Zoe leaned against the Buggy and cried a long time, mortified by what she’d done. Val put an arm around her. She tried to console Zoe by describing every idiotic and embarrassing thing she had ever done, which took almost 15 minutes. None of it was as bad as traumatizing your little brother just as he reached out to you for help. None of it was as bad as allowing an obsession with a guy make you forget that your father was dead, that he’d been abandoned in a hole, and that you and just about everyone you loved were still wrestling with grief.
Finally, Zoe went inside and called Jonah’s name like a question. She didn’t expect an answer and didn’t get one. She peered up the steps to the bedrooms. Jonah had kicked a stack of laundry that their mother had folded before leaving for work. T-shirts, bras, and plaid little-boy boxers were strewn over the staircase. Zoe hung her head and climbed.
Rufus sat outside Jonah’s door, trying everything he could think of to get the kid to open it. When he saw Zoe, he stood, hugged her, and—without saying I told you so, god bless him—lumbered down the stairs.
Zoe sat, and scratched at the door playfully. Jonah didn’t answer. She could hear him jumping on the ladybug.
“I’m sorry, Jonah,” she said. “I’m a really bad example of a person right now. I know that.”
The bouncing stopped. The bed squeaked as Jonah hopped off it. Zoe heard him come to the door. Rather than open it, he sat on the other side and said nothing. It was a gesture, at least.
“I shouldn’t have tried to trick you,” she told him.
She spoke gently. She could hear him breathing.
“And I should never have said your question wasn’t important,” she added. “And I should never, ever have bought such an ugly car.”
Silence.
There was a gap between the bottom of the door and the carpet. She slipped her fingers through it and wiggled them. A gesture of her own. She was about to pull her fingers back when she felt Jonah’s hand grasp hers.
Zoe didn’t want to scare him off, so she kept quiet. Soon Jonah let go of her fingers, stood, and retreated farther into his room. A minute later, he slid a piece of paper, which he’d folded a ridiculous number of times, under the door.
“You’re an excellent folder,” said Zoe. “Everyone says so.”
She opened the paper and smoothed it against the carpet. Even before she read the message, she smiled fondly at Jonah’s handwriting, which was … eccentric. His lowercase y’s, for instance, were always uppercase—they stood up proudly wherever they happened to fall in the sentence, like gold medalists raising their fists. Zoe never teased Jonah about it. She knew that his ADHD made it hard for him to write—the pen couldn’t keep up with his brain, for one thing—and that he was ashamed that his classmates had pulled so far ahead of him.
She read his message:
WhY didn’t DaddY Man take You with him to that cave? He alwaYs took You.

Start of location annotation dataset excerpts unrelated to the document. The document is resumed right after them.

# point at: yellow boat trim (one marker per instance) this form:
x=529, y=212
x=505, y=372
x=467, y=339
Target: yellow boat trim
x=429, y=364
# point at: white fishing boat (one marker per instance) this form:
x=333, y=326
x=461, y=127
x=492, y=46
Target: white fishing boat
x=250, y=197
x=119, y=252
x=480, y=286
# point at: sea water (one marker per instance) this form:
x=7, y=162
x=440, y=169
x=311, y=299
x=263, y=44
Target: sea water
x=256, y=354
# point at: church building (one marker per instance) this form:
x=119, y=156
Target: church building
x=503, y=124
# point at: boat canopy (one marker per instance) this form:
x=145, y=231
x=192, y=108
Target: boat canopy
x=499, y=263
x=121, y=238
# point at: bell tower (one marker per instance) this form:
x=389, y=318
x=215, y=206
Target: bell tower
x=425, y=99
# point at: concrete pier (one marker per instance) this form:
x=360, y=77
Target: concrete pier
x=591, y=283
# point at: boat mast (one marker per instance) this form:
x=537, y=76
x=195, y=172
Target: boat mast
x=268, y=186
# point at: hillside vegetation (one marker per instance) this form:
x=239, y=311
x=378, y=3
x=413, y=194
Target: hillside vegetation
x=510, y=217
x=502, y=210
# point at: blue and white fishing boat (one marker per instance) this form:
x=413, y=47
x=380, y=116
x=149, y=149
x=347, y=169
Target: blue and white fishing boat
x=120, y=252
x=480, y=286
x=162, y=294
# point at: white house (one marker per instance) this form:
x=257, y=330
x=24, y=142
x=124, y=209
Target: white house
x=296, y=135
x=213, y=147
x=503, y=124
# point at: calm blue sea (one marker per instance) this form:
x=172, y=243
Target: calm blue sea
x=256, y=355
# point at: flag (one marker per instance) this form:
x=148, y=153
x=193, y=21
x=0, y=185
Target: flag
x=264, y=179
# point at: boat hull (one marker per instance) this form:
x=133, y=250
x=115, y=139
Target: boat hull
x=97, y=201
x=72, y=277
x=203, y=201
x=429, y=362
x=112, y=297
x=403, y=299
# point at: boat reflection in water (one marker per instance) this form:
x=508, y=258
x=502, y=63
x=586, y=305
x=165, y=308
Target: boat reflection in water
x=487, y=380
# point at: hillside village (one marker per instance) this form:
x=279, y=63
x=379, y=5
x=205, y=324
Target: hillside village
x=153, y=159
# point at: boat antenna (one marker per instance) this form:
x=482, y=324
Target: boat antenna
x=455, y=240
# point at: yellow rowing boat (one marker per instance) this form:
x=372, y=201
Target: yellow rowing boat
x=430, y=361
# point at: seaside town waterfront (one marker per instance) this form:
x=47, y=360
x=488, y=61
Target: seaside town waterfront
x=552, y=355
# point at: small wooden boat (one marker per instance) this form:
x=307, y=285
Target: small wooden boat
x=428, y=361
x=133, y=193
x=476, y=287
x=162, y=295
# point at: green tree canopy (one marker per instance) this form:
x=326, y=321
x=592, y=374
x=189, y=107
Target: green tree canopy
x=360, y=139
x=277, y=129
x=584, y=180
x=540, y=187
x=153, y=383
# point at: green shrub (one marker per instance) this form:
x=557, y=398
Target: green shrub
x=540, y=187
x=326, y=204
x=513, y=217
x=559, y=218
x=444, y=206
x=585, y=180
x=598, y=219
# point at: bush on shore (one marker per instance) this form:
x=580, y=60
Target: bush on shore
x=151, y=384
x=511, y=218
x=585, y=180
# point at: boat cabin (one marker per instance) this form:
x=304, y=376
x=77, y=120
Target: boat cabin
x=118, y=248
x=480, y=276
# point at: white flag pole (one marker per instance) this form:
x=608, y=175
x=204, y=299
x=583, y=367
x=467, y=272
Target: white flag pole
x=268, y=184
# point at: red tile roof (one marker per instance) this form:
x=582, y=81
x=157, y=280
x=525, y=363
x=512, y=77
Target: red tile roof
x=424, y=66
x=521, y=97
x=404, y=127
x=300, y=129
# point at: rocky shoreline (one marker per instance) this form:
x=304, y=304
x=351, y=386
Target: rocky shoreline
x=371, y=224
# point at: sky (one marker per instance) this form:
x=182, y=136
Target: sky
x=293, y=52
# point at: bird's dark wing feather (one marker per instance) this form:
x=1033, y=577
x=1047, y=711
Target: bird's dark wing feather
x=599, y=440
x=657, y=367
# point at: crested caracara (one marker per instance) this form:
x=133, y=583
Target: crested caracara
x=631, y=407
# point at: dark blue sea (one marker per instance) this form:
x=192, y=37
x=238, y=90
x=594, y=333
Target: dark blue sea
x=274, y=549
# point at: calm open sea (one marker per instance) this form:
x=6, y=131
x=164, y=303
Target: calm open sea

Zoe didn’t know what to say.
She bought herself some time by telling him, “I don’t have anything to write with, bug.”
Jonah padded off and then back again. He rolled something under the door—a sleek black pen attached to a beaded silver chain. He must have yanked it off the desk at the bank. Zoe would let her mom have that conversation.
She pressed the paper against the door.
I don’t KNOW why he didn’t take me. I have wondered about that MANY times—even more times than I’ve wondered why I bought SUCH AN UGLY CAR. Maybe Dad was sad? Or maybe he thought I couldn’t handle the cave?
They continued passing the paper under the door. Jonah stopped folding it, which seemed like a sign that he was opening up to her.